Corangamite Shire Council negotiating Camperdown saleyards

Corangamite Shire's moves to get a regional saleyards follow Warrnambool City Council's efforts earlier this year, which aroused strong opposition from the Warrnambool Stock Agents Association and sections of the farming community.

Corangamite Shire's moves to get a regional saleyards follow Warrnambool City Council's efforts earlier this year, which aroused strong opposition from the Warrnambool Stock Agents Association and sections of the farming community.

A CONTROVERSIAL proposal for a regional livestock centre has been reignited with Corangamite Shire Council entering into negotiations with Regional Infrastructure Pty Ltd (RIPL) to operate the Camperdown saleyards.

Corangamite Shire mayor Chris O'Connor said the decision to negotiate with RIPL was the first step in the creation of regional saleyards within the shire.

"Discussions will now take place with RIPL that will be completed confidentially due to the commercial nature of these negotiations," Cr O'Connor said.

"These negotiations will not affect current operations and the council encourages both buyers and sellers to continue to support the Camperdown saleyards."

The decision has disappointed Moyne Shire mayor James Purcell, who said he was concerned the debate over the regional saleyards proposal could be hijacked by the vested interests of individual councils and not based on the long-term interests of the farming community.

Cr Purcell lobbied other councils in the Great South Coast group in July to support a study on the need for a regional saleyards but gained no support from other south-west mayors.

He said meetings which Moyne convened with the community on the issue earlier this year had confirmed its support for a regional saleyards, although not necessarily within Moyne.

RIPL managing director Garry Edwards said the benefits to producers, buyers, agents and transporters of a truly regional cattle selling facility in the south-west could not be ignored.
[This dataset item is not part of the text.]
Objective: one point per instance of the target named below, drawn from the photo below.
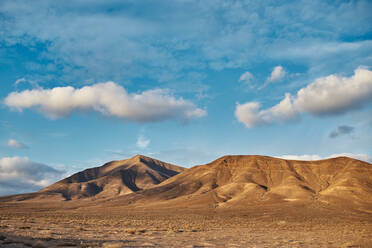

"The days of saleyards being operated in urban or intensive industrial areas have passed and the industry needs to look forward into the future and adopt change to ensure its sustainability," Mr Edwards said.

Corangamite Shire's moves to get a regional saleyards come after Warrnambool City Council's efforts earlier this year aroused strong opposition from the Warrnambool Stock Agents Association and sections of the farming community.

The council announced in March that RIPL was its preferred proponent to establish a new saleyards but the strong opposition led the council in April to seek further community consultation on the saleyards' future.

Warrnambool Stock Agents Association president Kieran Johnstone said there had been no discussion with the council on the regional saleyards proposal for some months.